Share:

Winnipeg Rogers Customer Falls Victim to Latest Cellphone Porting Scam

Share:

Rogers porting scam

The latest scam hitting Canadians is cellphone porting, when fraudsters impersonate you and are able to port out your number through your wireless carrier. Once your number is taken over, any accounts linked to your cellphone number can be used to reset passwords, resulting in your digital identity being compromised.

According to CTV News, the latest victim of this scam is yet another Rogers customer, this time a woman named Meaghan Ranson from Winnipeg, Manitoba.

The scenario plays out the same as before—victims receive a text message from Rogers stating there was a request to port out their number to another carrier, and to contact the company if this wasn’t authorized.

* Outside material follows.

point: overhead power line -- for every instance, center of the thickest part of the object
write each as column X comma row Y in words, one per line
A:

Ranson believed the text message was spam and ignored it. That turned out to be a mistake, as a few hours later her phone lost service. She contacted Rogers and the company informed her the account was cancelled and she was a victim of fraud, with her number ported to Bell MTS.

CTV News reports Ranson’s online identity was quickly taken over by fraudsters. Rogers told her to change her passwords and banking info, while also made a request for a new number:

Rogers told Ranson to change all of her passwords immediately, including social media, emails and banking information. Rogers also requested a new number for her.

But even after the passwords on accounts had been changed, Ranson said, the fraudsters had already racked up $700 on her credit card, had ordered a number of items online to an address in Quebec, and still had access to her emails.

According to Ranson, Rogers put a new “fraud protect” plan on her account, which only lets someone port a number if photo ID is provided. This feature is not standard for Rogers wireless customers and Ranson says it should be enabled by default.

“I don’t know how they are hacking into phones, but I feel like when (phone companies) get a request to port your number out – they should have to talk to you, have photo ID, all that stuff,” said Ranson.



Ranson says Rogers got her number back the next day, but the ordeal resulted in her Amazon password being reset by hackers and also her email taken over. Her credit card company removed the fraud charges.

According to the Canadian Wireless Telecommunications Association (CTWA), the lobby group representing wireless carriers in Canada, to prevent online porting fraud, do not publish your personal info on social media and keep an eye out for porting text messages from your carrier. Any devices lost or stolen should be reported to your carrier.

We last heard about a Rogers customer falling victim to this “porting fraud” last week. Another case was reported in late January, plus others in December and another in November.